The advantage of the new beater is that it will give you a shuttle race, as well as improve your weaving area since the beater moves closer to the harnesses than the previous over head beater did. Additionally, the height of the loom can be reduced, making the loom easier to transport.

Coming soon: A new vertical warping mill – stay tuned for more details!

 

 

KNIT & CROCHET

The GEMS coupon program has been extended into 2013 – now is a great time to stock up on this easy-care yarn. Perhaps you can treat yourself to a sweater-quantity and indulge in a little ‘selfish’ knitting this month! Click here to download a PDF version of the GEMS coupon.

The Paige and Pamela patterns, which were originally designed for MerLin yarn, have been updated and are converted to knit with Euroflax yarn.

 

 

 

 

Welcome to the Louet Family!

We would like to take you on a little journey through the inner workings of our company, from where we are today to where we started years ago. In the months to come, you’ll be given an inside look into our processes, from designing the perfect loom to carefully selecting a yarn or fiber based on a refined set of criteria. We hope you’ll enjoy reading these bits of knitting, weaving, & spinning history from Louet North America.

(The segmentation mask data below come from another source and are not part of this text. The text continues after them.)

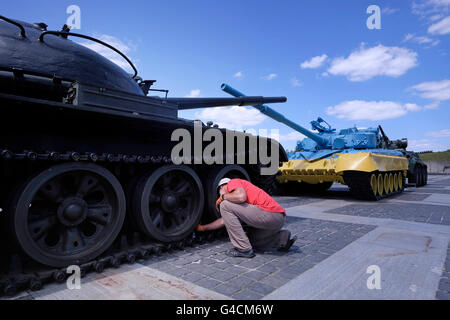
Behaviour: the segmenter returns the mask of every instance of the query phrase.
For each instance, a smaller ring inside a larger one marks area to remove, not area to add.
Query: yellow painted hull
[[[401,171],[406,177],[408,159],[378,153],[336,153],[330,159],[289,160],[280,167],[280,183],[289,181],[318,184],[323,182],[339,182],[345,184],[345,171],[356,172],[391,172]]]

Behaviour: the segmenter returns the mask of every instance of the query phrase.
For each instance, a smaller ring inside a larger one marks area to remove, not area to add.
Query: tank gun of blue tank
[[[238,90],[230,87],[227,84],[222,84],[221,86],[222,90],[225,91],[226,93],[234,96],[234,97],[245,97],[245,95],[242,92],[239,92]],[[272,108],[269,108],[266,105],[263,104],[256,104],[253,105],[253,107],[255,109],[258,109],[262,114],[268,116],[269,118],[281,122],[285,125],[287,125],[288,127],[291,127],[292,129],[294,129],[297,132],[300,132],[301,134],[307,136],[308,138],[310,138],[311,140],[313,140],[316,144],[318,144],[319,146],[326,146],[328,144],[328,139],[325,137],[321,137],[318,134],[315,134],[314,132],[311,132],[310,130],[302,127],[301,125],[287,119],[285,116],[283,116],[281,113],[275,111]]]

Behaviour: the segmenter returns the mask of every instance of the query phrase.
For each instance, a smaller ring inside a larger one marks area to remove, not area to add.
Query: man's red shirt
[[[228,192],[232,192],[238,188],[243,188],[245,190],[245,193],[247,194],[247,203],[258,206],[264,211],[283,212],[286,214],[283,207],[280,206],[271,196],[250,182],[242,179],[231,179],[227,184]]]

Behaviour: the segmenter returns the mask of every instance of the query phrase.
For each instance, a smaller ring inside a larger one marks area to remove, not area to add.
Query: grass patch
[[[450,150],[420,154],[423,161],[450,161]]]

Dave Van Stralen, photo courtesy of Cotton Clouds’ Blog

Louet North America was originally founded in 1983. Dave’s parents, Jan and Trudy Van Stralen began managing the company in 1989 and bought LNA in 1992. It’s been family owned and operated since that time.

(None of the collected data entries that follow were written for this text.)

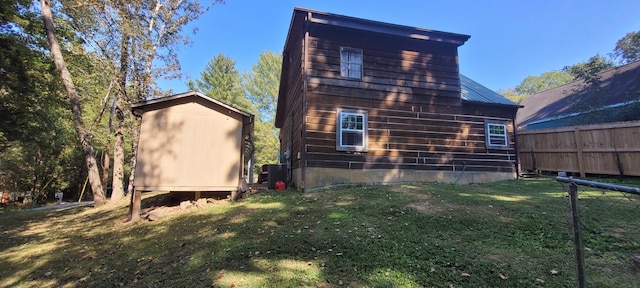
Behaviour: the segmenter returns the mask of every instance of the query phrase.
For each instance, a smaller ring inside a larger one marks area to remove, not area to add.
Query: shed
[[[460,75],[468,39],[295,8],[275,117],[290,186],[515,178],[520,106]]]
[[[191,91],[131,105],[141,117],[136,191],[239,190],[254,116]]]

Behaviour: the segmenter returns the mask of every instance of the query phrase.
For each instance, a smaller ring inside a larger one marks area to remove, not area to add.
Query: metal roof
[[[507,99],[462,74],[460,74],[460,86],[462,90],[462,100],[464,101],[520,107],[520,104]]]

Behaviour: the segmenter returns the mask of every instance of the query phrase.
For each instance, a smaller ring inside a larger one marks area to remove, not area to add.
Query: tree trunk
[[[109,156],[109,149],[111,149],[111,140],[107,140],[104,154],[102,155],[102,183],[107,183],[109,181],[109,169],[111,168],[111,156]]]
[[[118,102],[122,102],[119,100]],[[113,143],[113,182],[111,187],[111,202],[119,202],[124,197],[124,133],[122,133],[122,122],[124,121],[124,113],[122,106],[116,108],[116,125],[114,129]]]
[[[53,55],[53,61],[56,65],[56,69],[60,73],[60,78],[64,84],[67,96],[69,97],[69,104],[71,106],[71,114],[73,116],[73,126],[76,130],[76,134],[80,139],[80,145],[84,154],[85,164],[87,165],[87,173],[89,176],[89,182],[91,184],[91,190],[93,192],[94,206],[102,206],[106,203],[104,190],[102,189],[102,182],[100,181],[100,173],[98,172],[98,163],[94,156],[94,149],[91,144],[91,138],[89,133],[84,128],[84,122],[82,120],[82,108],[80,106],[80,97],[76,92],[71,73],[62,57],[62,51],[60,45],[55,37],[55,28],[53,25],[53,14],[51,13],[51,6],[49,0],[40,0],[40,7],[42,10],[42,21],[44,22],[45,31],[47,33],[47,40],[49,42],[49,50]]]
[[[122,35],[120,43],[120,70],[118,71],[118,93],[116,94],[116,118],[113,145],[113,192],[111,202],[124,197],[124,101],[127,99],[127,71],[129,71],[129,36]]]
[[[133,191],[133,181],[136,179],[136,164],[138,163],[138,138],[140,137],[140,120],[134,119],[131,126],[131,173],[129,174],[129,186],[127,191]]]

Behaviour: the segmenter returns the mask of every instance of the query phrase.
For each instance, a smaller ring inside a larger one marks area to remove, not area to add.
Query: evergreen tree
[[[188,86],[190,89],[200,91],[213,99],[255,114],[255,105],[245,95],[240,73],[235,65],[236,62],[231,58],[218,54],[200,72],[200,79],[197,79],[195,83],[189,82]]]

Today, Dave and his wife Pam own and operate Louet North America. They have 3 kids; a daughter who is 24 has blessed them with their first grandchild eight months ago, as well as two boys who are in their late teens. Pam and Dave are dedicated to growing and cultivating strong relationships in the industry for many years to come.

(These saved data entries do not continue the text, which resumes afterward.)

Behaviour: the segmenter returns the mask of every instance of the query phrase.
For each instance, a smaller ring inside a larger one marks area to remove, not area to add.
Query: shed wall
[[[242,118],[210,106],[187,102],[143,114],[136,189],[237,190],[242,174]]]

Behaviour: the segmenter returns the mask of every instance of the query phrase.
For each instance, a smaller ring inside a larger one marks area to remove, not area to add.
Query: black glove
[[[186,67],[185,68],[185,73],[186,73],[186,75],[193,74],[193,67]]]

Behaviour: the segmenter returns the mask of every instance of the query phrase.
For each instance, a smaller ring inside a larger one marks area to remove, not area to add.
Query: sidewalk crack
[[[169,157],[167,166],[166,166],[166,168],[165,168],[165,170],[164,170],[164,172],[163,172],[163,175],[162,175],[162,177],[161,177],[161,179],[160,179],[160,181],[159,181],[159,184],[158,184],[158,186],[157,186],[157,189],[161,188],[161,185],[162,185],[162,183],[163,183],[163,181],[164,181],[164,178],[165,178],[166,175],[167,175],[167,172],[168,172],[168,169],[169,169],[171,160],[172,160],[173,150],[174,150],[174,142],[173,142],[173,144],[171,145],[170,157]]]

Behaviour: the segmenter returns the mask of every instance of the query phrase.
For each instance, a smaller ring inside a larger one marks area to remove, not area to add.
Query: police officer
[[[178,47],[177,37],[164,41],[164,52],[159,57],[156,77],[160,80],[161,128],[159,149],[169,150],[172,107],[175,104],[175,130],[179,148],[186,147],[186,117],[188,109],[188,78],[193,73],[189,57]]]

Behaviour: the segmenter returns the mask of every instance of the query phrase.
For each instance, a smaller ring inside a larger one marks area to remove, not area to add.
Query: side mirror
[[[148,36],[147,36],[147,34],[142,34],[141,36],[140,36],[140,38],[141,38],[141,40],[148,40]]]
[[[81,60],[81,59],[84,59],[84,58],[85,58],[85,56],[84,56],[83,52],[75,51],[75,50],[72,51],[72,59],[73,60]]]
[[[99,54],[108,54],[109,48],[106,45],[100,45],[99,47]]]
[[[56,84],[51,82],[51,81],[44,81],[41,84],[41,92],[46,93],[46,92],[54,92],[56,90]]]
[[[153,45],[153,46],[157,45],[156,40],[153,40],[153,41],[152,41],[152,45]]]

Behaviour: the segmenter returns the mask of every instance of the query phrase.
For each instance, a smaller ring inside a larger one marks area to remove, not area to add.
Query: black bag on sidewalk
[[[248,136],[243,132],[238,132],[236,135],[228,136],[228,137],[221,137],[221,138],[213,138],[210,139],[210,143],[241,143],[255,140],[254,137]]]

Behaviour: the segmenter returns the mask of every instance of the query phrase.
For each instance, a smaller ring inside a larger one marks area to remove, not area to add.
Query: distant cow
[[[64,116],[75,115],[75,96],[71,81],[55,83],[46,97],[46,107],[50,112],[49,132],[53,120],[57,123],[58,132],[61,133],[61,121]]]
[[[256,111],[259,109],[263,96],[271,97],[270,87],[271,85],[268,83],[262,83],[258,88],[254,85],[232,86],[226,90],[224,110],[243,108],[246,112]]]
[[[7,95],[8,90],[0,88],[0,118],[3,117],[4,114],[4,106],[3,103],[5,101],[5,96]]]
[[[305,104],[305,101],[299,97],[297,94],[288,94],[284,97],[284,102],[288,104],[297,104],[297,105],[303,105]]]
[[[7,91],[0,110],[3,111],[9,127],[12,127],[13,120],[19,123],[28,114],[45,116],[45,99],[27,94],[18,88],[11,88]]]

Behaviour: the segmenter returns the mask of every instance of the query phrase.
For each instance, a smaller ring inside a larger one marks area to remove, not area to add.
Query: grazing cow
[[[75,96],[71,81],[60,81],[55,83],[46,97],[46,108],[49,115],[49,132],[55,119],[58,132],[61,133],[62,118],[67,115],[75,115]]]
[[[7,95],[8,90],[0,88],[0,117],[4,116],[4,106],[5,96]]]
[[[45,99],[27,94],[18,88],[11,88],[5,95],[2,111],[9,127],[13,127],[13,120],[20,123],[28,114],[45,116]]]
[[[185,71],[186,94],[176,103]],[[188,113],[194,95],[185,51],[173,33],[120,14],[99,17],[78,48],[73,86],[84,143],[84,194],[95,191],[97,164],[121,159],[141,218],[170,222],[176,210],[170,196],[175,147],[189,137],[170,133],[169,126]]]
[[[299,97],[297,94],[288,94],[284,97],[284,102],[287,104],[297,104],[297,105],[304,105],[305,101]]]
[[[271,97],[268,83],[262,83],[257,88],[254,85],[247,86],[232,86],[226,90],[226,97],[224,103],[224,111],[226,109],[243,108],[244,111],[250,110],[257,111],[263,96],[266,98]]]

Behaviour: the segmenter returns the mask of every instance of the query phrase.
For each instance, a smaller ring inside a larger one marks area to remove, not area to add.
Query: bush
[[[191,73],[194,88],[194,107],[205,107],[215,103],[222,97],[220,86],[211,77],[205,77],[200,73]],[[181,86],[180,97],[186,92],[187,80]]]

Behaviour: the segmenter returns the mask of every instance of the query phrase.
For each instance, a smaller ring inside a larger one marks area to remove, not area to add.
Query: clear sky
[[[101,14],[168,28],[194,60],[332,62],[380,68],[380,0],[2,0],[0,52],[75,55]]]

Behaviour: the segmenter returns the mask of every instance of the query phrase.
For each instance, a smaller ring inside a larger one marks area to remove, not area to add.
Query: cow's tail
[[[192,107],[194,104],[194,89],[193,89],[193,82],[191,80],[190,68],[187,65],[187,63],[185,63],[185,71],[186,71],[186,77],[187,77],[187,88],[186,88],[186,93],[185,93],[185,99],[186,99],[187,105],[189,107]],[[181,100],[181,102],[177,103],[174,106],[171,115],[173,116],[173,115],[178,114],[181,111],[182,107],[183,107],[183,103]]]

Creativity from a product and design standpoint is paramount for a company in the fiber industry. Dave and Pam recognize the strong ties people have built with Louet over the years and know that it is because of high quality and great service. They strive to continue these characteristics, and only expand the product line if the quality is right, such as our latest addition to the Euroflax family of yarns, Euroflax Lace.

Stay tuned for future installments, where we’ll share even more fibery stories from our storied past here at Louet North America!

Meet Jane and Her Loom

Jane Stafford is a weaver’s weaver. For over thirty years, she has explored the wonders of woven cloth. She operates Jane Stafford Textiles on Salt Spring Island in British Columbia, Canada. Her studio-based workshops are so popular, they often fill up a year ahead of time. Jane is a consultant to Louet North America and the Jane Table Loom shares her name. We asked Jane to share a bit about what makes this table loom so special.

Jane: The Jane Loom has several wonderful features.  My favorite feature is its portability. Imagine a sixteen-inch loom that will weave any eight-shaft pattern, and the whole thing folds down and fits under your bed!  It has a very large shed. You can weave five-inches before you have to advance your warp.  Those are just a few features that make weaving on the Jane Loom so pleasurable. There is also the built in raddle, overhead beater, lovely handle to carry her around by, and easy-to-use levers.  I could go one and on.

The Jane Loom has a lot to offer to any weaver. Most weavers love to take workshops and attend conferences and retreats. In four easy steps and approximately sixty seconds you can fold her down, lock her up, and take her away. Good for travelers and anyone who doesn’t have a lot of room in their house to devote to a loom. 

Its eight shafts mean you can take any beginner through advanced workshop.  If it is a round robin workshop your classmates will love you for owning one because their weaving experience will be great, too.

For weavers that are moving beyond the rigid heddle loom, the Jane Loom is the perfect next step.  Learning weave structures on a table loom is often easier because you can really see how the tie-up controls what is happening with your warp.   Most new weavers eventually get shaft envy and want to create more complex patterns and they need more shafts and The Jane already has eight.